I’m not sure how well that definition works with Arendt’s general description, but there certainly was a group of intellectuals in the late 19th and early 20th Century, and I think there would be general agreement on its members. Today, we don’t actually have many intellectuals in that sense. Instead, we have experts, people wired into the economic and social structure who are thought to have special expertise in some area of study. Judge Richard Posner of the Seventh Circuit wrote a book about this issue, Public Intellectuals: A Study in Decline. This is from a review in the Economist:

He starts off by ruling out what most of us would take as archetypal intellectuals: scientists who explain science to lay people (eg, Steven Weinberg), philosophers with an influential vision of society (eg, John Rawls or Robert Nozick) and literary intellectuals of high Bohemia (eg, Susan Sontag). No, his public intellectuals are really pundits: people who opine about issues of the day on television or in newspaper columns. On the theory that if it’s real it must be countable, he ranks what he calls the top 100 on the basis of scholarly citations, media mentions and web hits.

Here’s Posner’s expanded list of over 600 public intellectuals. Arendt made the list, and it’s fun to see the people who are quoted or sought on the internet 15 years ago; for example, David Brooks and David Broder are there, next to each other. Posner says the problem is that the then current crop of pundits (who are a subset of that list) is really bad at opining. As you would expect from the founder of the Law and Economics movement, he explains this with simplistic ideas about supply and demand. He says there are too many commentators, and that they are not held accountable for their errors, which is obviously true.

There have been a number of studies of the ability of experts to predict the future. In this review in the New Yorker Louis Menand (also on the list, and deservedly) discusses Expert Political Judgment: How Good Is It?
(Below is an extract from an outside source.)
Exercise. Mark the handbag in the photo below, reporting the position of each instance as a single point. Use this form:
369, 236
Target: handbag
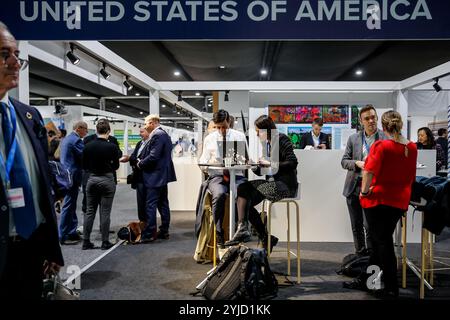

How Can We Know? by Philip Tetlock, a Berkeley psychologist and researcher. It turns out experts aren’t good at predicting the future either in their own fields or in other areas.

Posner is quite right that those who spout what Paul Krugman (on the list) calls zombie ideas are never held accountable for being totally wrong. Instead, their views are considered highly valuable by policy makers. This, of course, shows how badly Posner has missed the real problem. Pundits and experts who shriek about deficits and inflation in today’s economy are prized by those who serve the interests of the rich, and who provide their PR.

Until the last few years, the elites have generally agreed on policies on most issues. You can see a good example in the way the New York Times discusses the refusal of the Republicans to govern, as in this astonishing piece by Jennifer Steinhauer. The destruction of institutional norms that once made government work under our ancient Constitution is now perfectly normal for our elites. For another, and more dangerous example, there is nearly universal agreement among the elites that prosecuting bank executives for their crimes that crashed the economy would not be possible. In fact, the elites generally agree that none of them can be held accountable for any of their actions, regardless of the damage done . We can no more punish Rick Snyder for poisoning Flint families than we could punish anyone for Iran-Contra or the top executives of American Water for failing to notice that the water they had privatized and sold to the people of Charleston WV was sickening. It mustn’t be done.

That kind of consensus indicates that the large bulk of our public intellectuals are completely indifferent to and unaware of the level of anger at the corruption that affects every aspect of our public lives. Zephyr Teachout explains corruption succinctly: the use of public office for private gain. Our elites refuse to accept this definition. There is no better proof that we need new elites.

Note: this post was updated by expanding paragraph 1) above.